Ante el asombro de mayo del 68, dijo Claude Lefort, los analistas post-facto intentaron nominarlo, apurar interpretaciones. Buscaron contenerlo dentro los límites de lo decible y lo explicable. Con clarividencia científica esbozaron sus consecuencias. Los ideólogos se arrojaron a los lugares de la revuelta y soñaron pensarla. La gente “de a pie” salió también e intentó fijar con sus cámaras de fotos aquello que se escapaba (si las palabras no bastaban, algo tenían que decir las instantáneas).
El 8, 9 y 10 de octubre se realizó el 31º Encuentro Nacional de Mujeres en Rosario. Fue el más concurrido de todos los tiempos. Mientras tanto, en Mar del Plata, tres hombres asesinaban a Lucía Pérez. La brutalidad del hecho impulsó rápido, en redes sociales y asambleas de la CTEP, una convocatoria que se sumaría a otro capítulo de la historia: el primer Paro Nacional de Mujeres. El 19 de octubre, dicen sus protagonistas, existió contra toda suposición de viabilidad. Existió, justo, cuando los sindicatos mayores del país sellaron rápido un bono flaco y “feliz navidad”. Sin su respaldo, se trató de al menos una hora para que las mujeres en los barrios, en los trabajos, en las universidades, suspendieran la tracción cotidiana y con su ausencia demostraran cuán necesarias son en la reproducción del capital-trabajo. Y también en la reproducción del capital-vida, clandestina en las tareas domésticas y que atraviesa la puerta para revolver las ollas cuando golpea el hambre.
Las mujeres del paro conversaron con Simone de Beauvoir. Templaron su preocupación, que las pensó dispersas entre los hombres, sin medios concretos para congregarse, sin pasado ni solidaridad como los proletarios. La sororidad en un octubre otoñal las estrechó contra toda violencia machista. Para volverla pública, para desprivatizarla ante la intemperie de la calle y la lluvia. Para exorcizarla de las cuatro paredes que ahogan y ocultan. Al paro se le sumó la marcha al Obelisco, sin pedir más penas, porque el castigo no calma el dolor, sino para exigir al Estado prevención ante los desafíos cotidianos de la sobrevivencia. Por una pedagogía social que no tolere ninguna forma de imposición patriarcal.Es una manifestación de conciencia que está naciendo del cemento, caótica e imprevisible, y que parece capaz de articular, de a poco, los lenguajes clásicos del feminismo con expresiones de una vida y narrativa popular policromada. Es lazo en movimiento que aminora la distancia entre las palabras y los actos. Es que las prácticas suelen marchar más rápido que las teorías y los conceptos, postergados por atender “urgencias” que explotan y matan.

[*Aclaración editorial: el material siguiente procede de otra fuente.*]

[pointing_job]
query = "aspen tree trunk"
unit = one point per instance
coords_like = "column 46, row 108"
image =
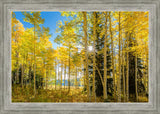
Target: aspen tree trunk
column 127, row 77
column 22, row 70
column 69, row 68
column 112, row 56
column 76, row 78
column 34, row 69
column 61, row 73
column 55, row 74
column 17, row 56
column 136, row 77
column 119, row 77
column 124, row 81
column 17, row 72
column 58, row 74
column 146, row 79
column 65, row 76
column 105, row 60
column 86, row 50
column 94, row 53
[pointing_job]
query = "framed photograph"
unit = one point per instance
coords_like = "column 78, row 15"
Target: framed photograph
column 80, row 56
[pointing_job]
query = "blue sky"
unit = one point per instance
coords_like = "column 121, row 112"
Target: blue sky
column 51, row 19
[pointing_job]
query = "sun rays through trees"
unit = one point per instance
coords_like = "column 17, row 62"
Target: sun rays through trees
column 94, row 56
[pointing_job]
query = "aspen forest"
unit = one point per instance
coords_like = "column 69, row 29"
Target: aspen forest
column 84, row 56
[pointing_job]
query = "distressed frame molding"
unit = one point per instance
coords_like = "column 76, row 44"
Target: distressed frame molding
column 7, row 6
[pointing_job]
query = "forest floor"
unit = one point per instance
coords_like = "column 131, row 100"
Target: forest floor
column 55, row 95
column 50, row 95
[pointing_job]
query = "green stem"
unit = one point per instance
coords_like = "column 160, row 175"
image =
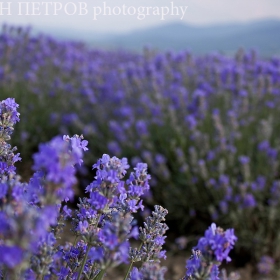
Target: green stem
column 84, row 262
column 100, row 275
column 128, row 270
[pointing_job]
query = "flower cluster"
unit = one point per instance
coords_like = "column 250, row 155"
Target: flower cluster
column 9, row 117
column 206, row 126
column 33, row 215
column 210, row 251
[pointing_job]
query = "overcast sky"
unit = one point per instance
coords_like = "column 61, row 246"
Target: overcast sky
column 197, row 12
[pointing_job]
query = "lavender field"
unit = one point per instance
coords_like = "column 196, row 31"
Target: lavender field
column 198, row 135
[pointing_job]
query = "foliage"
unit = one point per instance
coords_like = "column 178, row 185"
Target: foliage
column 206, row 126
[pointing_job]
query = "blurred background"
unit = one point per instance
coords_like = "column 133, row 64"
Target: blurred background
column 203, row 113
column 206, row 25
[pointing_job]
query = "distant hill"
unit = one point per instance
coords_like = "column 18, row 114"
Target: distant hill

Praxis de cuerpos disidentes. En Buenos Aires y en decenas de plazas del país se congregaron feministas auto-percibidas y aquéllas que con prudencia (o desconfianza) dicen “todavía no”. En familia, con compañeras militantes, junto a colegas, una amiga y la cerveza. Peronistas y transexuales, comunistas, católicas y lesbianas, ateas, piqueteras y bisexuales. Organizadas, en puñados, desparramadas. Políticas. Con cámaras de fotos las observadoras profesionales y con celulares inteligentes que filman secuencias de espacio-tiempo las aficionadas.
Espesura narrativa entre figuras retóricas. Un cartel grita -la acústica no es buena sin paredes- lo que aquéllas sin voz no pueden. Los ovarios de Merlo reivindican el cuerpo femenino como instrumento de su asidero en el mundo y en las luchas por su soberanía.
Esta también es una interpretación apurada. Es mirada contingente que relata y resbala sobre las cosas. Nos sorprendemos vagabundeando en una marea corpórea. El 19 de octubre (el 8, el 9 y el 10 y el 3 de junio también) no termina de saldar sentido, no calma a los analistas meteorólogos y no parece reservorio exclusivo de ningún partido. Demos, pues, curso libre al asombro.